A ideia era compartilhar as experiências pessoais com outras amigas e com familiares. Mas o perfil tomou proporção inesperada: passou a receber mais de trezentas sugestões de conteúdo diários e, hoje, tem mais de duzentos mil seguidores compartilhando seus perrengues na cozinha.
“Um dos motivos é que as pessoas se identificam, a gente passa a mensagem de que está tudo bem se errar, não temos que ser perfeitas sempre. As pessoas se sentem incluídas, não se sentem derrotadas e acabam vendo o erro com humor. E, em meio à pandemia, isso acaba sendo um alívio”, afirma.
A criadora conta que os desastres na cozinha continuam sendo parte de seu dia-a-dia. “Realmente não temos nenhum dom culinário. Obviamente, não é sempre que erramos.
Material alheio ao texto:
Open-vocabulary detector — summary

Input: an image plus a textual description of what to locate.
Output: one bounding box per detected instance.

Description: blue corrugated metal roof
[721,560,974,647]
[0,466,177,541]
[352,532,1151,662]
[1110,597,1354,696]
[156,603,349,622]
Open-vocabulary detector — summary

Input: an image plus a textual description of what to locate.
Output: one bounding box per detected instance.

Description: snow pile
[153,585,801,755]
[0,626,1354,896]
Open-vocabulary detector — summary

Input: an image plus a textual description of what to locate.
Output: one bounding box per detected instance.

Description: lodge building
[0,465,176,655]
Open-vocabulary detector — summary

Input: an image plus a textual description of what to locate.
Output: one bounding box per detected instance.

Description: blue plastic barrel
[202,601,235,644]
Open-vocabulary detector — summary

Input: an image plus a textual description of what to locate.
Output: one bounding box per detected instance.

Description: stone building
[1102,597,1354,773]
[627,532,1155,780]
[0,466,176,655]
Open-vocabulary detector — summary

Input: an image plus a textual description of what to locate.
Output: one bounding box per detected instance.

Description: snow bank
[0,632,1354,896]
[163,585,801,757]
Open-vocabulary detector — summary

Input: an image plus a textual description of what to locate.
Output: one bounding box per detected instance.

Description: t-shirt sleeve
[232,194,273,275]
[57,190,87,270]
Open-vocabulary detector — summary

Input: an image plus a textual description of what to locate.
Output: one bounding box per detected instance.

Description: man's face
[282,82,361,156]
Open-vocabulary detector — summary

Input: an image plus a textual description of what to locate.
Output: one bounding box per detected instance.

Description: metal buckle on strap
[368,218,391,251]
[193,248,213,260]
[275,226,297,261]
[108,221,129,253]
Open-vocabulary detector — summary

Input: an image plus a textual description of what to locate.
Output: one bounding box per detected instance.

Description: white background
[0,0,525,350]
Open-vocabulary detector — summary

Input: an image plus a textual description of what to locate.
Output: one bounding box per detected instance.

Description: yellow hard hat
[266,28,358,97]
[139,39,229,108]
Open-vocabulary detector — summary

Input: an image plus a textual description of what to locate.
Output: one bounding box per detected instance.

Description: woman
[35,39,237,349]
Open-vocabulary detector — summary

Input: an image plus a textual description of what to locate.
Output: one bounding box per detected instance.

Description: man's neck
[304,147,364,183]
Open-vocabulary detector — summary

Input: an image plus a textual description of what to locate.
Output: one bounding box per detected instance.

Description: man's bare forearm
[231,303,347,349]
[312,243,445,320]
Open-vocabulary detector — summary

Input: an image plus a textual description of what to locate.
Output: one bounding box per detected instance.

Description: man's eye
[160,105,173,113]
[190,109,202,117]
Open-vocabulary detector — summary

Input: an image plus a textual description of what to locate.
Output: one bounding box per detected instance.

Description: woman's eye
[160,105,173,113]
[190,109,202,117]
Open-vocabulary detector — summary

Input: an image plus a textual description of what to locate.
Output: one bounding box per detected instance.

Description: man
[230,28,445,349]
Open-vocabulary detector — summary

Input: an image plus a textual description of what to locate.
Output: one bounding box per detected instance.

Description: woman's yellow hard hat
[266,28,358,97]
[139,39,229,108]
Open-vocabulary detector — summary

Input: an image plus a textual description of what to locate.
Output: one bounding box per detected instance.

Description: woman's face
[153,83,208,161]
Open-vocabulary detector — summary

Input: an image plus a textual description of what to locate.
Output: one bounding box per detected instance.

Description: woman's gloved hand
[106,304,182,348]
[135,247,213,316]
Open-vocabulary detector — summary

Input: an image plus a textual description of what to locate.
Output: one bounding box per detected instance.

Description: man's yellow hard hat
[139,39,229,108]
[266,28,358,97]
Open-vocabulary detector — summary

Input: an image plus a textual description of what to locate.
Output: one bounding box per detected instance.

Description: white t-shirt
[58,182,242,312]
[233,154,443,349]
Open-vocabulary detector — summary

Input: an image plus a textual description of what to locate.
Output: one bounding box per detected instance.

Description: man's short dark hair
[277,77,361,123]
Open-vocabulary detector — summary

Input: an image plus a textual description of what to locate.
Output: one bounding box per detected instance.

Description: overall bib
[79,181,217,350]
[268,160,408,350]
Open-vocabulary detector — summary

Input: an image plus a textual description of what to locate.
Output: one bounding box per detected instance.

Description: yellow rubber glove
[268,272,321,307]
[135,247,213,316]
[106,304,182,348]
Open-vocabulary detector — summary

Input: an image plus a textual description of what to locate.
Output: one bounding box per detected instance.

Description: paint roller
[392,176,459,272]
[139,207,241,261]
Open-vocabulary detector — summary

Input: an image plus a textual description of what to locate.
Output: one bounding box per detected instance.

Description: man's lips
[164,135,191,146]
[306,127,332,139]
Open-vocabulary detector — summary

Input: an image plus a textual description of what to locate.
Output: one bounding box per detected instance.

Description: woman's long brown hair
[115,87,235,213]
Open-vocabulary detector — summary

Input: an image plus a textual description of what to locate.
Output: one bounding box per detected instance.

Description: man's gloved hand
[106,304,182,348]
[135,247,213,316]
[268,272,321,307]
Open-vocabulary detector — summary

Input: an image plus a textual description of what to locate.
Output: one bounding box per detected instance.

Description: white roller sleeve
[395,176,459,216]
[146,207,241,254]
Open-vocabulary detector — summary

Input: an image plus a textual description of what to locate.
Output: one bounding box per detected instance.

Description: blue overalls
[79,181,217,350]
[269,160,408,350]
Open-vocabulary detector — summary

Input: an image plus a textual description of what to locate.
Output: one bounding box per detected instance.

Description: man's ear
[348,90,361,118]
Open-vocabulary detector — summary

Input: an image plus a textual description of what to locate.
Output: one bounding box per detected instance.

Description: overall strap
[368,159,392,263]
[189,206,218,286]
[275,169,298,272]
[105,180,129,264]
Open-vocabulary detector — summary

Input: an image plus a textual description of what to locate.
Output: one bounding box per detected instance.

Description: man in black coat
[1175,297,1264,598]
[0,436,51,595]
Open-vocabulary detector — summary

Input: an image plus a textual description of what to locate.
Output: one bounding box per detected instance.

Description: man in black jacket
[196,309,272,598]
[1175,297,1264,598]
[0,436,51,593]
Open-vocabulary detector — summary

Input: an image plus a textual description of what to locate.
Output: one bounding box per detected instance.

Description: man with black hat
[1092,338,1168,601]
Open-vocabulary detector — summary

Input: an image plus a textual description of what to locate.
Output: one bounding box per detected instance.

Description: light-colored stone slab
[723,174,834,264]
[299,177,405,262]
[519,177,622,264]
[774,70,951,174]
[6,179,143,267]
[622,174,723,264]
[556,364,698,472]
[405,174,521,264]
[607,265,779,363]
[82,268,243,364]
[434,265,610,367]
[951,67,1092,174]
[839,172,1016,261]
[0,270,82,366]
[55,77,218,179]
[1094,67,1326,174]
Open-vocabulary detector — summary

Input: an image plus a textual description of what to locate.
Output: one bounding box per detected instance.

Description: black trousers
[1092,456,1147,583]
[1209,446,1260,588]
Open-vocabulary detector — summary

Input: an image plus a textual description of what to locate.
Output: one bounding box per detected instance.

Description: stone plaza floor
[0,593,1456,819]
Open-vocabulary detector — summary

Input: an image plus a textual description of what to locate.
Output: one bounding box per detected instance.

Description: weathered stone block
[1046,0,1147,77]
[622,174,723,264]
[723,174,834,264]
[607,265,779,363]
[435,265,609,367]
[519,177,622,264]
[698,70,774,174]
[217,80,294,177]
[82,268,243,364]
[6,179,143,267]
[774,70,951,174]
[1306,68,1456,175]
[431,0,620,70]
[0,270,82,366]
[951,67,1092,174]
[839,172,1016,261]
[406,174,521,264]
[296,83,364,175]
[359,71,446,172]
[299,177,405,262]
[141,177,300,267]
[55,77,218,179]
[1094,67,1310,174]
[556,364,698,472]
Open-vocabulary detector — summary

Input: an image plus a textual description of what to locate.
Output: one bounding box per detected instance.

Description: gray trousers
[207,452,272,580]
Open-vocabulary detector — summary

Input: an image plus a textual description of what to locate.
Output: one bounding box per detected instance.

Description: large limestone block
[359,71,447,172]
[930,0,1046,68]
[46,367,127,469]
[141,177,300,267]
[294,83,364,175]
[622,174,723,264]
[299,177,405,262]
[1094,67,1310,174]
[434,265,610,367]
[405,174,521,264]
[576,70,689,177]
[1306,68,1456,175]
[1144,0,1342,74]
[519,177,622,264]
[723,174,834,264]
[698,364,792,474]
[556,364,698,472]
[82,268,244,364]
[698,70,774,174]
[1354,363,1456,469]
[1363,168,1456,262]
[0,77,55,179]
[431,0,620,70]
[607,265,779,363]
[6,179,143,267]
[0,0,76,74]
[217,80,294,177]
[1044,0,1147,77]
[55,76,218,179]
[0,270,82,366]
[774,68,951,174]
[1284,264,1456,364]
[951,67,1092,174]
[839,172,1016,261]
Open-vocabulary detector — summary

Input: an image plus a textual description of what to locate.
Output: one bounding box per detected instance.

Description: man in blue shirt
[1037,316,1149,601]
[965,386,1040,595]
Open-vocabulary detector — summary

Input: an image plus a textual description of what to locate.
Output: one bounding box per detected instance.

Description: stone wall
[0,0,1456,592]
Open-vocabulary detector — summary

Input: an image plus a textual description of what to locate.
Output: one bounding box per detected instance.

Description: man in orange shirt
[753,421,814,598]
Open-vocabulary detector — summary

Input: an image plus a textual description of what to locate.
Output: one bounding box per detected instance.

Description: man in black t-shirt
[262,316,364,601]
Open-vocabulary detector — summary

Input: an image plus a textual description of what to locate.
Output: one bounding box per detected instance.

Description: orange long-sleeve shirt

Mas, recentemente, fiz dois bolos: um queimou nas laterais e o outro queimou na parte de cima”. Apesar disso, ela acredita que cozinhar pode ser visto como uma ação terapêutica, um momento que possibilita a candidatas e candidatos a chef se desconectarem um pouco do mundo.
O sentimento de que há algum amor compartilhado através de receitas também existe. Mesmo sem grande habilidade, Isis segue se arriscando na cozinha preparando algo especial para quem ama. No dia do aniversário de seu companheiro, e também no Dia dos Namorados, o cardápio ficou sob seu comando. Para a última data, a enfermeira escolheu um prato em que as chances de erro para ela eram quase nulas: macarrão. “É minha especialidade”, revela. Procurou uma receita com molho diferenciado na internet e preparou o almoço do casal.
A receita, com algumas ligeiras adaptações, foi aprovada. O tempero do afeto deixou para trás, por alguns momentos, os desastres culinários.